As it turns out, the ever-so-enterprisy organization doesn’t believe in check and balances. You’ll have to read the nightmare of a FAQ for yourself, but as it turns out only two people had access to the bank account and full accounting statements at any given time.

No word is spoken about auditing processes that were set in place, or systems of signing off on expenses. OSM, which loves processes and paper tigers, somehow managed to setup a procedure which makes you wonder how much more money has vanished at any given time.

In your average non-profit, with competent management, this scenario would have simply been unacceptable. Non-profits don’t always have time for paperwork and formalities but one thing you can be assured of: a good non-profit will have systems and people in place to keep an eye on the finances. Especially if they’re managing half a million dollars.

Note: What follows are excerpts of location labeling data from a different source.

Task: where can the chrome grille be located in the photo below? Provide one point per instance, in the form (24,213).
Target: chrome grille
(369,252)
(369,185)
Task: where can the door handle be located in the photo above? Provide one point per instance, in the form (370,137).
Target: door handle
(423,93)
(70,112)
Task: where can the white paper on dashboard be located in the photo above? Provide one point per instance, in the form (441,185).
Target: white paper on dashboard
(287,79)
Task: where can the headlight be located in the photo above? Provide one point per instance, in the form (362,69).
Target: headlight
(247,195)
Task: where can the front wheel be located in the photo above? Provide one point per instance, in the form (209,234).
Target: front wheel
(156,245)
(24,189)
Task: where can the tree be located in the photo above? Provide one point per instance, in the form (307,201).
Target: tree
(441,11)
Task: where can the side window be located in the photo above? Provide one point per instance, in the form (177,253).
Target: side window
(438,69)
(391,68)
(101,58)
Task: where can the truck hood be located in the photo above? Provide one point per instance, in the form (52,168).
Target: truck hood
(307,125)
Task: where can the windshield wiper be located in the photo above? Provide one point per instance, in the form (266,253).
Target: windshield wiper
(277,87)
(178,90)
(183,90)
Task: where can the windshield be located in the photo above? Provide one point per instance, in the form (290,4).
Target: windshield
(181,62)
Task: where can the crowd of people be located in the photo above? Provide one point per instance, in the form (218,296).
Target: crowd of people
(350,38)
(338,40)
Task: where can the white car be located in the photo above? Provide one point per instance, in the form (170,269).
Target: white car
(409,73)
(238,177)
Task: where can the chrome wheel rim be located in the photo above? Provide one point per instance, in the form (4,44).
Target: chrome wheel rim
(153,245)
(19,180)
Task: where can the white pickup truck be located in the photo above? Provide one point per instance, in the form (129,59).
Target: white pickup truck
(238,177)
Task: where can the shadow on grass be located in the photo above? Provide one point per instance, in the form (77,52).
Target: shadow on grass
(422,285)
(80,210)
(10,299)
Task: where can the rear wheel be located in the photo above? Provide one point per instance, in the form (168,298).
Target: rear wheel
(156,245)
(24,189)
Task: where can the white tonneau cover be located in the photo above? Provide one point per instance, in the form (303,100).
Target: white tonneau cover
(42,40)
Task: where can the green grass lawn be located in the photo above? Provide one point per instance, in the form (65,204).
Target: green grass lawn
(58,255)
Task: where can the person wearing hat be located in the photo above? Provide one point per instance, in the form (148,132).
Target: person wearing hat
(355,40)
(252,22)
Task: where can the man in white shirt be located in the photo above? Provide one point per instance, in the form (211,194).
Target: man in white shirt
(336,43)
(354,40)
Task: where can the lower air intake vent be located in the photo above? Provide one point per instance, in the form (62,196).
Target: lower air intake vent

I can speak from personal information when I say that the organizations I worked for held themselves to high financial standards. While not everyone could access the bank accounts, everyone on the board was always able to check the financial books of the organization as they were accessible by any of the members of the board. There were also monthly, 3-monthly and yearly external audits, because the one thing you don’t want to screw up in, is in your financial department.

Has OSM failed in this regard, be it because their procedures sucked or because they didn’t appoint the right people? Yes, but also, yes. I’m almost willing to bet 37,000 dollars on that being the answer.

Although OSM is happy to point at the former President, they should be pointing in the other direction: themselves. It’s hard for an outsider to understand why the procedure that was in place, sounded like a good idea and didn’t become a problem until someone abused this obvious loophole. Was it incompetence, a complete lack of interest or perhaps malice that made people look the other way? It’s hard to tell, because nobody knows the exact procedures the organization in the shadow operates within, except a select few and you know nobody is going to be the whistleblower. Not anyone that isn’t on a black list of OSM, anyway.

Should we be surprised by this mis-step, however? Not exactly, because OSM has a track record of managing things poorly and we shouldn’t be shocked to see that this extends to how they manage their finances. During the years, OSM has developed a reputation for frivolous spending and making expenses that were sometimes questionable at best. Although it doesn’t justify the behaviour of the person the press release addresses, OSM’s laissez-faire approach to how they handle their financial affairs has inevitably lead to the moment where they somehow found themselves to be the home of some people people with a “what’s a few dollars more?” mentality?

Editors note: We edited the above section since the original section wasn’t reflective of the hard work that Joomla volunteers have done in the past, and because it violates our policy of “don’t be a dick if you don’t have to.”

We can analyze what happened for as long as we want, but this event is a systemic event which is a result of the lack of transparency which has plagued OSM for years now. The non-profit which was supposed to protect Joomla, has done no such thing. Instead, their culture of secrecy, overorganizing and intellectual and election inbreeding has added yet another page to the chapter of “How do I damage what was once a World Class CMS – By caring more about money than Joomla.”

Without wanting to offend individuals, the only logical conclusion we can makes is that Joomla has a problem. However, OSM will likely never be able to find a solution for these problems. They are the problem.

2 thoughts on “Joomla scandal: OSM claims $37,000 was embezzled by former President”

  1. Jesus wept! No doubt there’ll be civil litigation to, perhaps, recover some of the “inappropriate funds usages” … but, if I were a public officer of OSM at the moment then I’d be feeling a tad nervous about the fraud squad sniffing around the finances. Could things get any worse? Abso-flamin’-lutely!

  2. Jesus wept! No doubt there’ll be civil litigation to, perhaps, recover some of the “inappropriate funds usages” … but, if I were a public officer of OSM at the moment then I’d be feeling a tad nervous about the fraud squad sniffing around the finances. Could things get any worse? Abso-flamin’-lutely!